Q1 Insights:
Stryker, a leading provider of orthopedic devices, reported growth in sales of key products as it benefited from installations of its Mako robot.
Speaking on Stryker’s conference call to discuss the results, Robert Marcus, an analyst at J.P. Morgan, said he was “kind of blown away by how good the growth rates were in hip, knee and extremity” in the first quarter. Stryker CEO Kevin Lobo attributed the “pretty breathtaking” knee growth outside the U.S. (OUS) to a mix of an easy comparison to the omicron-affected start of 2022 and other factors.

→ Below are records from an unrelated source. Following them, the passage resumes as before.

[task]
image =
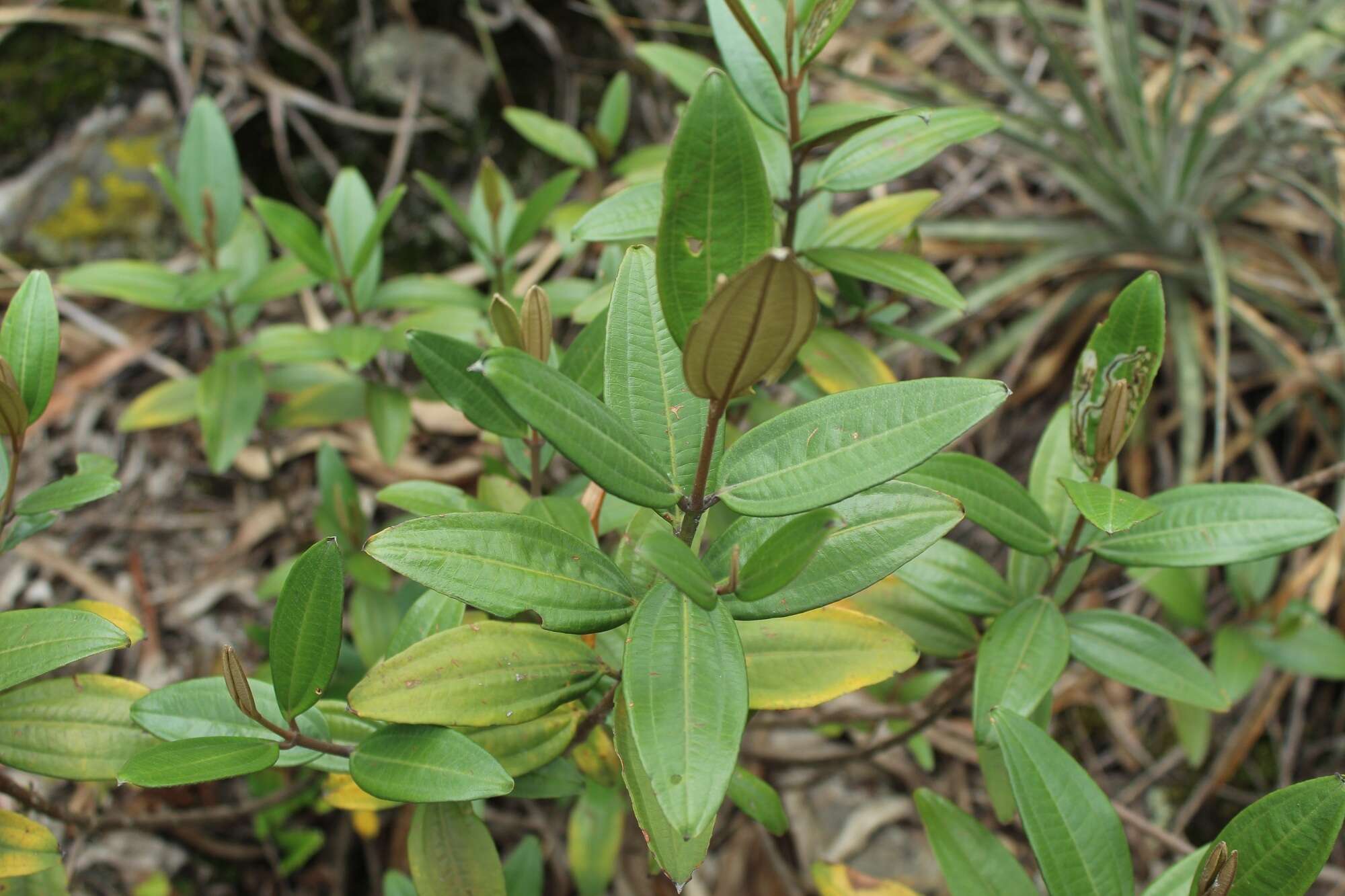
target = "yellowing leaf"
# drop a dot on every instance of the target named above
(839, 880)
(810, 658)
(839, 362)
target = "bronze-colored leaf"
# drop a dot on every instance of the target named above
(751, 329)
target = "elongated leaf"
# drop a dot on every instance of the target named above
(786, 553)
(1206, 525)
(960, 579)
(1074, 830)
(202, 708)
(26, 848)
(814, 657)
(839, 362)
(840, 444)
(68, 493)
(72, 728)
(892, 149)
(580, 427)
(644, 382)
(1124, 353)
(166, 404)
(687, 690)
(488, 673)
(451, 853)
(665, 552)
(1020, 658)
(297, 232)
(527, 747)
(427, 764)
(1110, 509)
(306, 630)
(37, 641)
(594, 838)
(30, 341)
(993, 498)
(630, 214)
(426, 498)
(553, 138)
(1284, 840)
(714, 186)
(892, 270)
(229, 400)
(445, 361)
(973, 861)
(886, 528)
(209, 175)
(1143, 654)
(198, 759)
(508, 564)
(676, 856)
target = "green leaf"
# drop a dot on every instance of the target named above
(840, 444)
(1020, 659)
(1143, 654)
(754, 73)
(208, 165)
(677, 856)
(1206, 525)
(539, 208)
(75, 728)
(553, 138)
(630, 214)
(886, 528)
(139, 283)
(580, 427)
(1284, 840)
(594, 838)
(960, 579)
(900, 146)
(687, 690)
(202, 708)
(872, 224)
(714, 185)
(488, 673)
(786, 553)
(68, 493)
(683, 68)
(371, 243)
(389, 413)
(198, 759)
(527, 747)
(1110, 509)
(350, 214)
(810, 658)
(1071, 825)
(993, 498)
(892, 270)
(644, 382)
(306, 630)
(973, 860)
(30, 341)
(445, 361)
(37, 641)
(426, 498)
(231, 396)
(506, 564)
(584, 360)
(26, 848)
(166, 404)
(839, 362)
(427, 764)
(294, 231)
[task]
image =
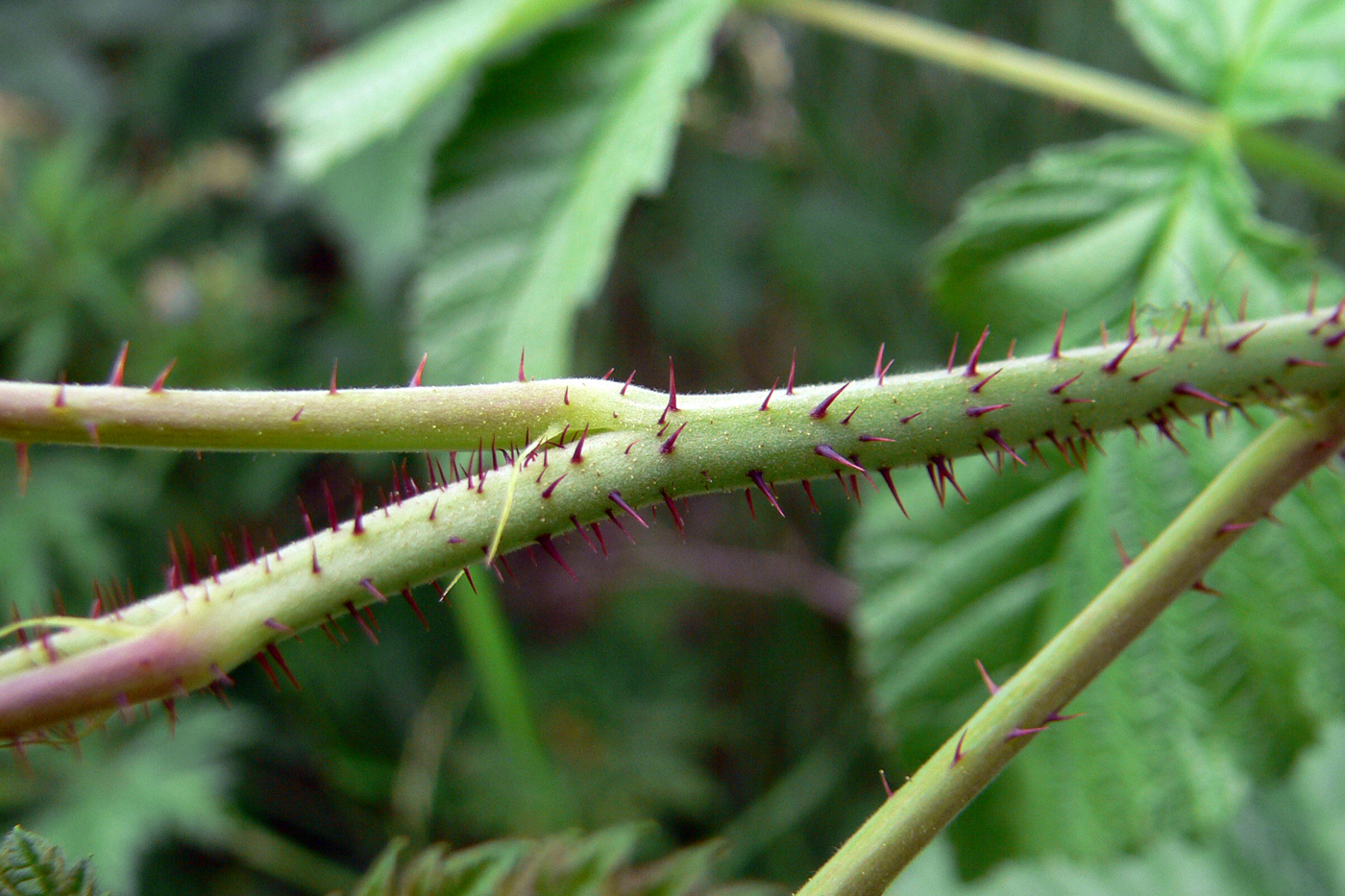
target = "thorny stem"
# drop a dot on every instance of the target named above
(648, 451)
(1065, 81)
(1243, 493)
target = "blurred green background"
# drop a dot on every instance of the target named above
(179, 175)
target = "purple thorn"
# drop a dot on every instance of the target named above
(1060, 334)
(887, 476)
(1113, 365)
(979, 385)
(756, 476)
(578, 448)
(992, 435)
(547, 493)
(615, 496)
(668, 446)
(830, 453)
(990, 682)
(676, 517)
(1186, 389)
(766, 402)
(1237, 343)
(975, 354)
(1181, 331)
(545, 541)
(820, 410)
(1059, 389)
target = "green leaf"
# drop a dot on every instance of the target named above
(165, 785)
(947, 587)
(1255, 60)
(1126, 218)
(568, 864)
(62, 530)
(33, 866)
(377, 87)
(537, 184)
(1287, 839)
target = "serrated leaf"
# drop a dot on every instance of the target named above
(540, 180)
(33, 866)
(948, 587)
(1287, 839)
(1126, 218)
(1255, 60)
(567, 864)
(123, 799)
(377, 87)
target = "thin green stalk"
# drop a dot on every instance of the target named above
(500, 671)
(1065, 81)
(1241, 494)
(659, 448)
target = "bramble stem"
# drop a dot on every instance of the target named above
(1065, 81)
(1243, 493)
(648, 452)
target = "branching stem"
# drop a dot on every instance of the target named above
(635, 449)
(1243, 493)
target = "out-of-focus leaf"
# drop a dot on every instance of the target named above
(379, 197)
(1287, 839)
(377, 87)
(947, 587)
(1255, 60)
(127, 797)
(537, 184)
(58, 533)
(598, 864)
(1129, 218)
(33, 866)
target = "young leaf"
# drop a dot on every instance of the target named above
(377, 87)
(1255, 60)
(1126, 218)
(540, 180)
(33, 866)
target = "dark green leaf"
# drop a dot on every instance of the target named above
(164, 785)
(1129, 218)
(1255, 60)
(1287, 839)
(540, 180)
(377, 87)
(33, 866)
(564, 864)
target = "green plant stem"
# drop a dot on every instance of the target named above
(1243, 493)
(192, 635)
(1065, 81)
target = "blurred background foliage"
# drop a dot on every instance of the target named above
(259, 188)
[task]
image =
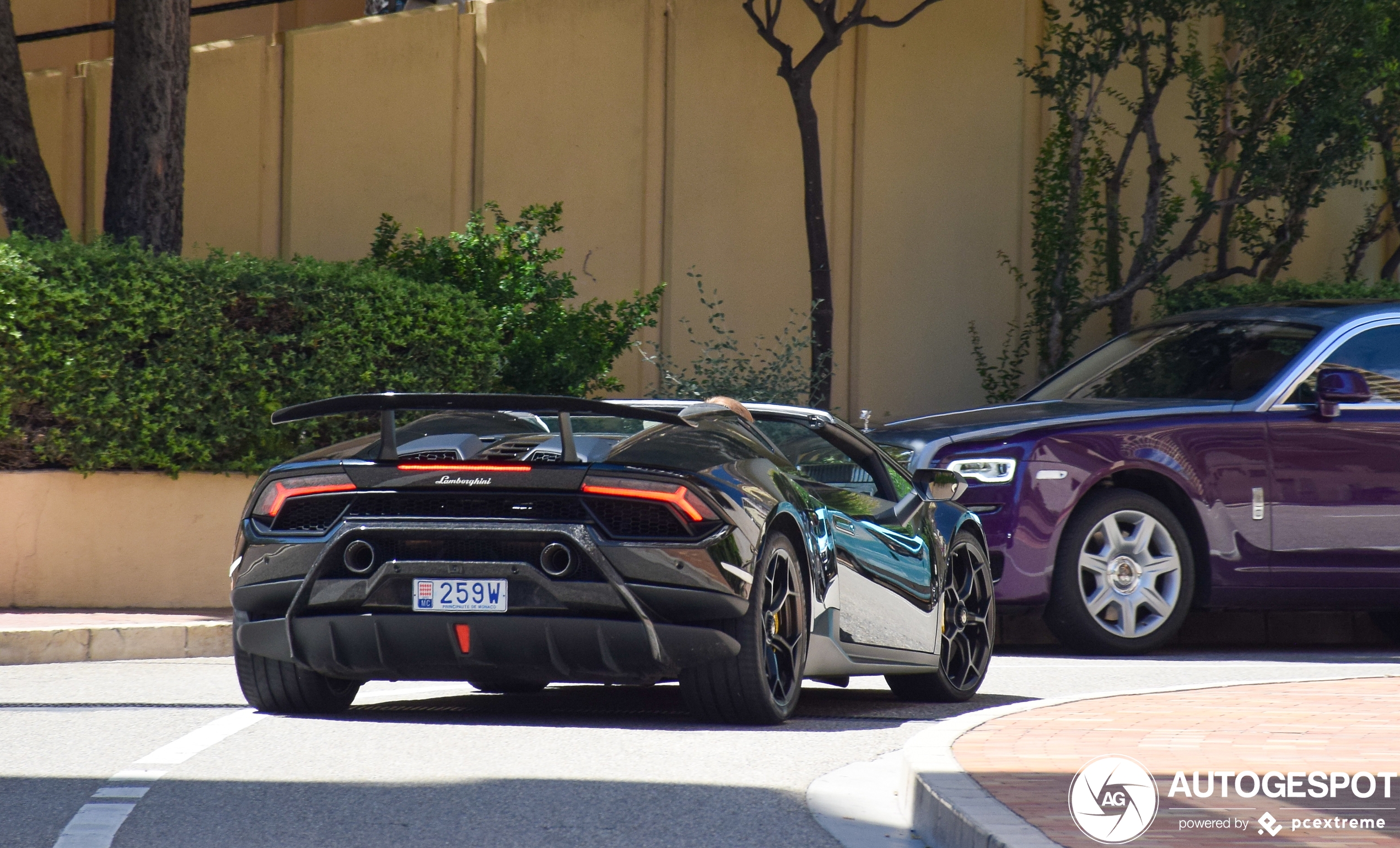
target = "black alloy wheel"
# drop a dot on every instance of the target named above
(275, 686)
(968, 630)
(763, 682)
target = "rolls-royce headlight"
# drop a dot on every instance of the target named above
(984, 469)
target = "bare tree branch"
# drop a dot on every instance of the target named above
(882, 23)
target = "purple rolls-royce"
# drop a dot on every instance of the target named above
(1242, 458)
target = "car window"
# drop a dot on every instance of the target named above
(1374, 355)
(818, 459)
(1206, 360)
(898, 480)
(899, 454)
(712, 443)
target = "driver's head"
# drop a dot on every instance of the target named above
(734, 406)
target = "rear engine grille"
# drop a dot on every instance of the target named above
(513, 449)
(311, 513)
(479, 550)
(447, 455)
(436, 506)
(836, 472)
(637, 519)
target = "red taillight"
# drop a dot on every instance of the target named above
(445, 466)
(649, 490)
(276, 495)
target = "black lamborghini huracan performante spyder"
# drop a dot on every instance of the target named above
(515, 542)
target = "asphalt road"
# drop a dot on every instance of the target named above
(436, 764)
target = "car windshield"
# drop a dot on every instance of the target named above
(1206, 360)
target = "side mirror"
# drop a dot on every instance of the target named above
(940, 485)
(1339, 385)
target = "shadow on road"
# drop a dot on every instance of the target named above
(468, 813)
(821, 709)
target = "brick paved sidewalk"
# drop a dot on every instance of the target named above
(1030, 759)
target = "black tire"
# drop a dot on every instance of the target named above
(275, 686)
(968, 630)
(1388, 622)
(762, 683)
(1143, 594)
(507, 686)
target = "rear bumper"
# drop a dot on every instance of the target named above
(424, 647)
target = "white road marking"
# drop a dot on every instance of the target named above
(95, 825)
(139, 774)
(196, 740)
(122, 792)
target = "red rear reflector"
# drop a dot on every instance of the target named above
(677, 498)
(464, 468)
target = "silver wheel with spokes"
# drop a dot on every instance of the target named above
(1124, 574)
(1130, 574)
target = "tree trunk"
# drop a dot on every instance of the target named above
(25, 191)
(146, 149)
(1121, 315)
(820, 258)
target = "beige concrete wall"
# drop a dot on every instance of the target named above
(118, 539)
(370, 118)
(941, 194)
(564, 115)
(233, 143)
(665, 132)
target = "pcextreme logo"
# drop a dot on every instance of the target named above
(1113, 799)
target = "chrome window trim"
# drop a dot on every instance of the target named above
(1301, 407)
(1331, 342)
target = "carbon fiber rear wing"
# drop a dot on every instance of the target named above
(385, 404)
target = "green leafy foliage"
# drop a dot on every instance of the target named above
(765, 371)
(1272, 292)
(549, 346)
(114, 357)
(1281, 110)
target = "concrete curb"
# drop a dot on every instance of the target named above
(950, 809)
(25, 646)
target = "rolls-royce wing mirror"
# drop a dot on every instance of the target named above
(940, 485)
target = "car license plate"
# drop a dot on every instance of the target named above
(460, 597)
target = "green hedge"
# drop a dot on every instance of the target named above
(112, 357)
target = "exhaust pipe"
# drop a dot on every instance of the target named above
(359, 556)
(556, 560)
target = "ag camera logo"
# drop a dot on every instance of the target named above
(1113, 799)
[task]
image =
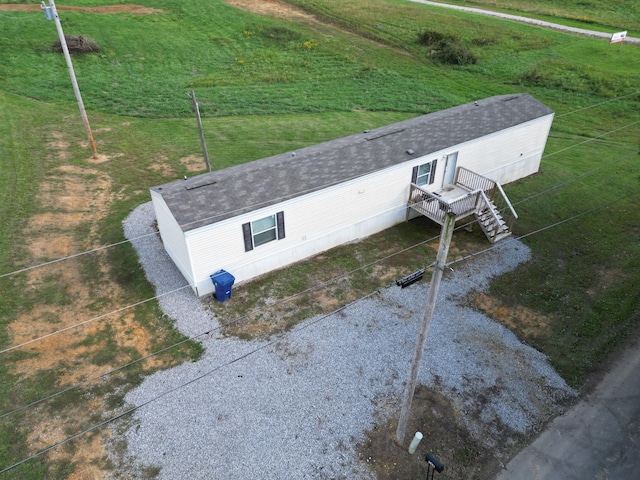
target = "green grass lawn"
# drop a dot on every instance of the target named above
(271, 85)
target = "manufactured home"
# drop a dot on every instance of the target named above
(263, 215)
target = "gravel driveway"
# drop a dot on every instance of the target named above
(297, 406)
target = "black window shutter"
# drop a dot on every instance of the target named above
(432, 175)
(280, 223)
(248, 240)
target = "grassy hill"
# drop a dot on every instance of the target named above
(268, 84)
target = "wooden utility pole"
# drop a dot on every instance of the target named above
(434, 286)
(196, 108)
(52, 12)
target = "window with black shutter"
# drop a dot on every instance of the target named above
(263, 231)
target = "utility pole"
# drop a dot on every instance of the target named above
(50, 13)
(434, 286)
(196, 108)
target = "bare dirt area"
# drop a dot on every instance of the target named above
(107, 9)
(269, 7)
(68, 335)
(443, 437)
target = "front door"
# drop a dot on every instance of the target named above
(450, 168)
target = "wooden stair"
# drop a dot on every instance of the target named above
(492, 223)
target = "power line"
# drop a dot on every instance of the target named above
(591, 139)
(598, 104)
(306, 325)
(90, 320)
(278, 338)
(178, 387)
(185, 286)
(212, 217)
(540, 230)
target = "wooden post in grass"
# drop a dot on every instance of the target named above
(434, 286)
(196, 108)
(63, 43)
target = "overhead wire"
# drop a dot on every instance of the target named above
(403, 206)
(312, 288)
(22, 270)
(273, 342)
(185, 286)
(288, 298)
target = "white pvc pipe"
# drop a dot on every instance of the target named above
(415, 442)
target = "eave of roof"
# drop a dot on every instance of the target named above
(215, 196)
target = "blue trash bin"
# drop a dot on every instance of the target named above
(222, 281)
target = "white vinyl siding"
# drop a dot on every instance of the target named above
(351, 210)
(264, 230)
(424, 174)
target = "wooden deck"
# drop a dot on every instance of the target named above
(470, 194)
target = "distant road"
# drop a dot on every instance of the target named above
(533, 21)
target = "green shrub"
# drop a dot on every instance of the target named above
(446, 48)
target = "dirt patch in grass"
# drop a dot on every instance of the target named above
(524, 321)
(194, 163)
(66, 331)
(269, 7)
(128, 8)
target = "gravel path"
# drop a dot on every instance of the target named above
(296, 407)
(532, 21)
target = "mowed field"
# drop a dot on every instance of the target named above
(79, 324)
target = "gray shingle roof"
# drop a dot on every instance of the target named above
(215, 196)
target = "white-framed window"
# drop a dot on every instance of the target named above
(263, 230)
(425, 174)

“Part of [the growth is] due to really picking up Mako installations OUS. It continues to be strong in the U.S., but OUS has a much longer runway and started much later. So, Mako will fuel that OUS growth in the same way that it's fueled our U.S. growth for many years,” Lobo said on the call.
Lobo cited Mako as a driver of the growth in hip sales too, adding that the launch of version 4.0 of the robotic software combined with the Insignia hip stem device increased sales. The CEO expects the combination to continue driving growth.
Procedures ramping up
The results reflect a quarter in which procedure volumes continued to ramp up “very nicely,” Lobo said on the call, furthering the recovery that began in the second half of last year. The upswing in the results drew a favorable response from analysts at BTIG, who expect to see further gains later in the year.
“[Stryker] is benefiting from improving end-markets, healthy order demand and new product cycles. It’s MedTech 101,” the analysts wrote in a note to investors. “We are of the view that any margin pressures will prove transitory as we move into 2H23 especially given the price benefit [Stryker] is now seeing.”
Shares in Stryker fell 2% to $293.44 in Tuesday morning trading. The BTIG analysts attributed the stock reaction to a mix of “high expectations and a lack of margin pull-through.”
Forecast:
Stryker raised its organic net sales growth target range to 8.0% to 9.0%, up from 7.0% to 8.5% in its earlier forecast, and increased its earnings per diluted share target too. In a statement, the company attributed the changes to its first quarter results, plus its “strong order book for capital equipment and ongoing procedural recovery.”